Interleaving Theora with audio and other codec data is covered. Issues 
around seeking and playback synchronization of multiple data streams are 
also discussed. The author hopes this will provide insight on some of 
the practical issues associated with video software in general as well a 
useful introduction to the Ogg Theora format.
\end{abstract}

{\bf Keywords:} {compression, video, digital distribution, multimedia.}

%
% -- main body --
%

\section{Video Compression}

\subsection{Introduction}

Ogg Theora is a format for distribution of digital video. It offers 
compression, good bit rate scalability, support for both seeking and 
streaming playback, and detection of packet loss. Not only is an open 
source reference implementation available, but Theora is the only modern 
video codec that is freely-implementable without licence or royalty fees 
on implementations, encoded content, or the specification itself. As 
such it is the best option for multimedia content in the context of Free 
Software, and the best option for commercial distribution of multimedia 
content. It levels the playing field by providing commodity technology, 
allowing anyone to distribute film and video in digital form, and by 
creating a broader market for art.

This paper will serve as a technical overview of the Ogg Theora format. 
Before we discuss the format in general, however, it is helpful to 
first understand how digital video works, and how it can be compressed.

\subsection{Video}

Ever since the invention of the motion pictures at the end of the 19th 
century, the moving image has held a fascination for us, creating in 
film and television an entirely new art form. The development of analog 
television in the mid-20th century allowed the electronic transmission 
of moving images for the first time. Now, at the beginning of the 21st 
century, digital technology allows us to capture, edit, process and 
distribute moving images more easily than ever before. But how exactly 
do we go about representing such a thing in a computer?
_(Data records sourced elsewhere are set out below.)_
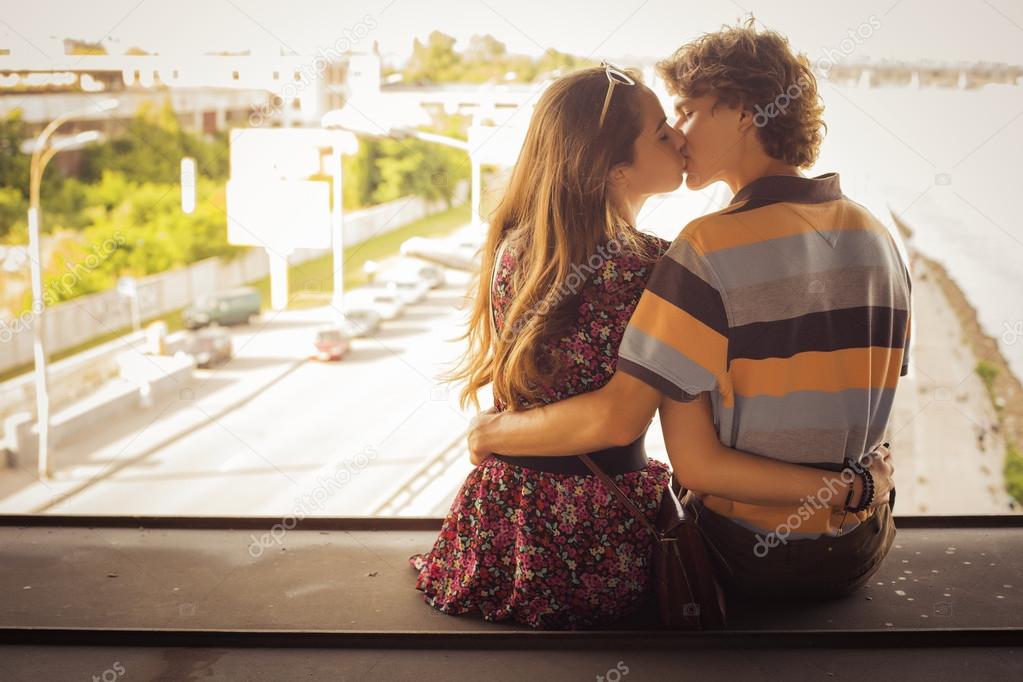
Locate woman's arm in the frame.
[660,394,890,507]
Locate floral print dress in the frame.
[409,234,671,630]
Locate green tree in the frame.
[404,31,461,83]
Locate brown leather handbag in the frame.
[579,455,726,630]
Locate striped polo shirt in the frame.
[618,173,910,539]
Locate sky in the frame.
[0,0,1023,63]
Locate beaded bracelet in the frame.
[845,462,874,513]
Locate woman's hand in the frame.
[465,407,498,466]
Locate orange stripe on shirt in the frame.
[731,346,902,397]
[629,289,728,384]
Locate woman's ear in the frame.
[608,164,629,188]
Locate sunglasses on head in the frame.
[597,61,636,128]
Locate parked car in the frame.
[359,281,430,306]
[401,237,480,272]
[338,308,381,338]
[182,286,262,329]
[313,325,352,360]
[184,325,233,369]
[366,258,447,288]
[342,286,405,320]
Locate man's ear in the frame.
[739,107,756,133]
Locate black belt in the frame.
[494,433,650,475]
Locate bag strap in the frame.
[579,455,661,540]
[487,239,507,340]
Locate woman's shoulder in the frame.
[608,232,671,281]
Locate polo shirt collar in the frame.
[728,173,842,206]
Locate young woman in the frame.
[409,65,887,629]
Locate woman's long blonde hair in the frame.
[447,67,644,409]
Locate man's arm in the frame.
[469,372,661,464]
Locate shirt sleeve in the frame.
[898,312,913,376]
[618,232,728,402]
[899,264,913,376]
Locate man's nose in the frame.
[672,122,688,153]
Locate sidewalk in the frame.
[0,308,329,513]
[888,262,1012,515]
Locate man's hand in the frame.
[466,407,498,466]
[857,445,895,507]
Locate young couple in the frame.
[409,21,909,629]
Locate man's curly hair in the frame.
[657,18,827,168]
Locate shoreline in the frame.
[893,216,1023,504]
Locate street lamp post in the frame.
[23,99,118,479]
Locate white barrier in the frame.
[0,189,465,378]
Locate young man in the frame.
[469,21,910,597]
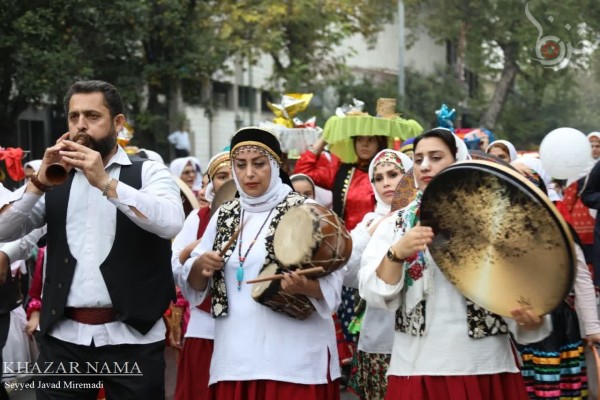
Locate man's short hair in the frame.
[64,81,124,118]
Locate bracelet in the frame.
[102,176,113,197]
[31,172,53,193]
[385,246,406,263]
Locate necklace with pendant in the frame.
[235,208,274,290]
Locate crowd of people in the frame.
[0,81,600,400]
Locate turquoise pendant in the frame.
[236,264,244,290]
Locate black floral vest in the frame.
[395,212,508,339]
[211,192,312,318]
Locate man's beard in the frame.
[78,125,117,159]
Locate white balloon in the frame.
[540,128,592,179]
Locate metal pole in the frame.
[398,0,406,112]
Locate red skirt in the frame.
[211,380,340,400]
[175,338,214,400]
[385,373,527,400]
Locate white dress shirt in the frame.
[0,147,184,346]
[171,210,215,339]
[0,225,48,262]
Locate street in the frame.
[8,347,358,400]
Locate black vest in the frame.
[40,158,176,334]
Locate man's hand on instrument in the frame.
[60,140,108,190]
[510,306,544,331]
[38,132,72,185]
[392,224,434,259]
[281,271,323,299]
[25,311,40,336]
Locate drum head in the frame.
[420,161,576,317]
[273,205,321,267]
[392,168,417,211]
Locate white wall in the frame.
[186,18,446,164]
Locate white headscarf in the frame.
[485,140,518,162]
[232,150,292,213]
[413,127,471,189]
[169,157,202,191]
[23,160,42,172]
[515,156,560,201]
[369,149,413,215]
[138,149,164,165]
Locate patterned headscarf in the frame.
[485,140,518,162]
[369,149,413,215]
[230,127,292,212]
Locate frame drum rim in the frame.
[420,160,577,317]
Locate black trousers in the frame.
[35,335,165,400]
[0,314,10,400]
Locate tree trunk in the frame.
[168,78,185,132]
[479,44,519,129]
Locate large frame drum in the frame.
[273,203,352,276]
[252,203,352,320]
[420,161,576,316]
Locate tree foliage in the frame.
[0,0,396,159]
[405,0,600,138]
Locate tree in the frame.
[221,0,397,91]
[0,0,149,145]
[406,0,600,129]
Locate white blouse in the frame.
[181,206,346,384]
[171,210,215,339]
[359,214,552,376]
[344,213,394,354]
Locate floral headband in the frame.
[373,151,405,173]
[206,153,231,181]
[231,141,281,164]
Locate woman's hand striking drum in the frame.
[510,306,544,331]
[281,271,323,299]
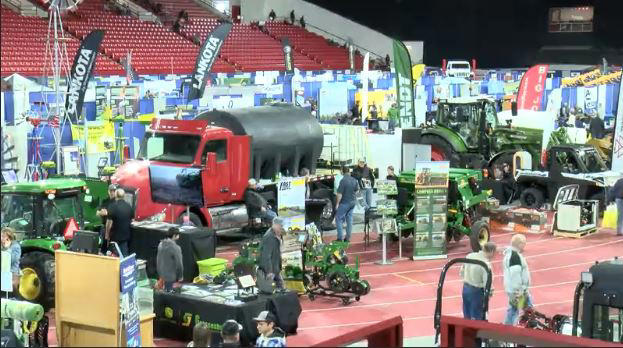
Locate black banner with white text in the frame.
[188,22,233,102]
[65,30,104,122]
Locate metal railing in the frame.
[266,16,385,59]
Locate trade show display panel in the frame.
[55,250,153,347]
[154,291,301,346]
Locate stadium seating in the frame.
[2,0,362,76]
[0,6,123,76]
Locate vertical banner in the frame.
[517,64,549,111]
[348,43,355,70]
[277,177,306,231]
[119,254,141,347]
[65,30,104,123]
[413,161,450,260]
[393,40,415,128]
[612,79,623,173]
[281,37,294,74]
[361,52,370,121]
[122,50,138,85]
[188,22,233,102]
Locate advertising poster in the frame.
[413,161,450,260]
[71,122,115,154]
[277,177,306,231]
[119,254,141,347]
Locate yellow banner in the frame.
[71,122,115,154]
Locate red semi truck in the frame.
[111,104,335,233]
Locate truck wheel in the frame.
[421,135,460,168]
[469,220,491,252]
[177,212,203,227]
[18,251,55,309]
[519,187,545,209]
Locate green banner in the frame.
[413,161,450,260]
[394,40,415,128]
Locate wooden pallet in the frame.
[554,228,597,238]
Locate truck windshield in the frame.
[139,132,201,163]
[450,63,469,70]
[578,150,608,173]
[2,193,34,232]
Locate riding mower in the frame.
[393,168,491,251]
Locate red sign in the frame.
[63,218,80,240]
[517,65,549,111]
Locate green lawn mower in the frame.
[393,168,491,251]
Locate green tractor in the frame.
[394,168,491,251]
[417,97,543,169]
[2,178,107,308]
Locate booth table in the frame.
[154,291,301,345]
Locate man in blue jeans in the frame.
[335,167,359,242]
[461,243,496,320]
[502,234,532,325]
[606,178,623,236]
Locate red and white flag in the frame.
[517,64,549,111]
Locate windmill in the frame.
[36,0,82,179]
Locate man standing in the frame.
[95,184,117,254]
[335,167,359,242]
[156,227,184,292]
[253,311,286,347]
[244,178,277,222]
[606,178,623,236]
[106,188,133,257]
[461,243,496,320]
[220,319,242,347]
[353,159,374,210]
[502,234,532,325]
[258,217,283,289]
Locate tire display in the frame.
[18,251,55,308]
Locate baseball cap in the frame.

All devices for recording moving images have relied on a trick of 
perception. Rather than capture motion itself, the motion is sampled 
by taking a succession of still images. When those images are played 
back in sufficiently rapid succession, the brain interpolates between 
the changes, recreating the perception of motion. Thus even in analog 
motion picture technology, the temporal data is already sampled 
digitally.

So we need only represent a sequence of still images within the 
computer. Fortunately, we've been handling still images digitally for 
some time. Typically digital representation involves sampling the colour 
of the image discretely, generating a two dimensional array. Each 
element of the array can be a single intensity in the case of 
black-and-white images, or a vector of three or more values for colour 
images, each value representing the intensity of the sample within a 
range of wavelengths, like red, green, and blue. Such an array 
representation is called a raster image.

Thus, we can represent a motion picture within the computer as a 
temporal array of raster images, and play it back by displaying them 
one after another at the appropriate rate.

Representing a motion picture as a sequence of raster images seems 
straightforward, and it is. Unfortunately, digital film and video is at 
the top of a hierarchy of media formats in terms of storage 
requirements. Text is the easiest medium to represent digitally, 
followed by still images, audio, and then finally video and film, in 
terms of raw storage required. And while current computers can store an 
almost inconceivable amount of text, or thousands of still images, they 
are only now reaching a point where uncompressed audio is something that 
can be stored any context beyond 'elements of the current project'.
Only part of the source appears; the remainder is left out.